Objective: To test for an association between apolipoprotein E (APOE) genotypes and the occurrence of severe sepsis in an elective surgical cohort.
Design: Prospective, observational, single cohort study.
Setting: Sixteen-bed surgical intensive care unit (ICU) at a university hospital.
Patients: Patients were 343 patients with planned admission to the ICU after major elective noncardiac surgery.
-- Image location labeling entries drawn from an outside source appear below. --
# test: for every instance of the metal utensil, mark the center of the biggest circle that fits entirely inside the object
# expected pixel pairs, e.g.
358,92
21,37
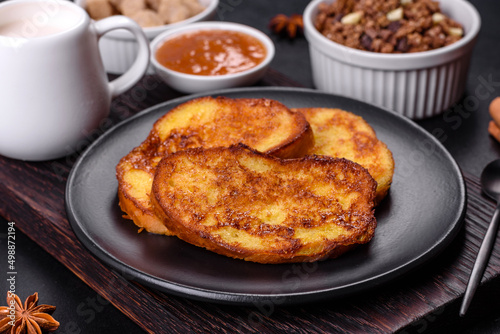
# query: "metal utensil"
490,182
Interventions: Blood samples, together with demographic data, baseline clinical data, and Acute Physiology and Chronic Health Evaluation II scores, were collected on admission to the ICU and on each subsequent ICU day. APOE genotyping was conducted using a polymerase chain reaction-based assay. The primary outcome was diagnosis of severe sepsis; secondary outcomes included time on mechanical ventilation, ICU length of stay, and ICU mortality.
Measurements and main results: Severe sepsis was diagnosed in 34 of 343 patients (9.9%). Carriers of the APOepsilon3 allele (one or two copies) had a lower incidence of severe sepsis than patients with no APOepsilon3 allele (p = .014), with a relative risk of 0.284 (95% confidence interval 0.127-0.635). The protective effect of APOepsilon3 genotype on the incidence of severe sepsis remained significant (p < .01) after adjusting for age, gender, or race in a logistic regression model. Supporting our findings, presence of the APOepsilon3 allele was also associated with fewer days spent in the ICU (p = .007). In contrast, APOE genotypes were not associated with duration of mechanical ventilation or ICU mortality.
Conclusions: In an elective surgical cohort, presence of the APOepsilon3 allele is associated with decreased incidence of severe sepsis and a shorter ICU length of stay.